By only gaining access to the company’s Amazon EC2 account, whole swaths of data – including customer information and backups – were removed permanently. Now, with no credibility remaining and payouts to angry customers looming, there’s nothing left to do but shut down operations. If you were working with a company who specializes in security, and their security is lax, how angry would you be?
By Lucian Constantin
A code-hosting and project management services provider was forced to shut down operations indefinitely after a hacker broke into its cloud infrastructure and deleted customer data, including most of the company’s backups.
The customers of CodeSpaces.com, run by a company based in Wayne, New Jersey, called AbleBots, were informed Wednesday that their data might have been permanently lost following the compromise of the company’s account on Amazon’s Elastic Compute Cloud (EC2).
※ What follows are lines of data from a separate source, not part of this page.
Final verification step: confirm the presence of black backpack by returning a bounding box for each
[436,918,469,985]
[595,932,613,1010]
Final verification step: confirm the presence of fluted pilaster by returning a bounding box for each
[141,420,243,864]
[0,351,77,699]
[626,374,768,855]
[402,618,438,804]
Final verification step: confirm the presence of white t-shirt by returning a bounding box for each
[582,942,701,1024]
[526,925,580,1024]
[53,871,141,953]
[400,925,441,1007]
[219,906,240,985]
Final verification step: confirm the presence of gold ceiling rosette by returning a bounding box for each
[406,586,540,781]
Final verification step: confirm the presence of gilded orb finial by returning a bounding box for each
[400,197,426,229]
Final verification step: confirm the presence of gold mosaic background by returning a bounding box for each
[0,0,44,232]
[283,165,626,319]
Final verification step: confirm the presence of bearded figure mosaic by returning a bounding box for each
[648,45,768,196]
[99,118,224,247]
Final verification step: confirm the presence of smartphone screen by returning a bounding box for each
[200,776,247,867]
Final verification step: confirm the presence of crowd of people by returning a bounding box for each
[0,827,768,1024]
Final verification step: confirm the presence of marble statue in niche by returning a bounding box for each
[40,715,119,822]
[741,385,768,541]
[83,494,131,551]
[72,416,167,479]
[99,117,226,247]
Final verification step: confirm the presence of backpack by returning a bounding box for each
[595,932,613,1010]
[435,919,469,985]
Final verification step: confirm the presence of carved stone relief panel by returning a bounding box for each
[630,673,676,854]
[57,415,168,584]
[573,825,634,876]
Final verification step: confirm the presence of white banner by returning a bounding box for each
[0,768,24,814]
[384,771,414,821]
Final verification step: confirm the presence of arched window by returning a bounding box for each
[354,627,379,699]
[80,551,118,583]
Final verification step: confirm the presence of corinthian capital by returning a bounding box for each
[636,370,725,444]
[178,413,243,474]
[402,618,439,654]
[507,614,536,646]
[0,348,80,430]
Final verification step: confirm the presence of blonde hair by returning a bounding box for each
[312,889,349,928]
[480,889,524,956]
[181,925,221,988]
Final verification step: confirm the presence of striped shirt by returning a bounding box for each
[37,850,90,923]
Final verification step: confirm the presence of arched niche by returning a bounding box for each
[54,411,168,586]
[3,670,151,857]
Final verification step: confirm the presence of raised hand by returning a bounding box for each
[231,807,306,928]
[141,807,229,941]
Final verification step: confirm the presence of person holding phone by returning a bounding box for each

The devastating security breach happened over a span of 12 hours and initially started with a distributed denial-of-service attack followed by an attempt to extort money from the company.
The attacker also gained access to Cloud Spaces’ control panel on EC2 and deleted the company’s digital assets from Amazon’s infrastructure when the company tried to regain control of its account.
“We finally managed to get our panel access back but not before he had removed all EBS [Amazon Elastic Block Store] snapshots, S3 [Amazon Simple Storage Service] buckets, all AMI’s [Amazon Machine Images], some EBS instances and several machine instances,” Cloud Spaces said in an announcement on its website. “In summary, most of our data, backups, machine configurations and offsite backups were either partially or completely deleted.”
According to a cached version of the Cloud Spaces site, the company said that “more than 200 companies a week” used the service.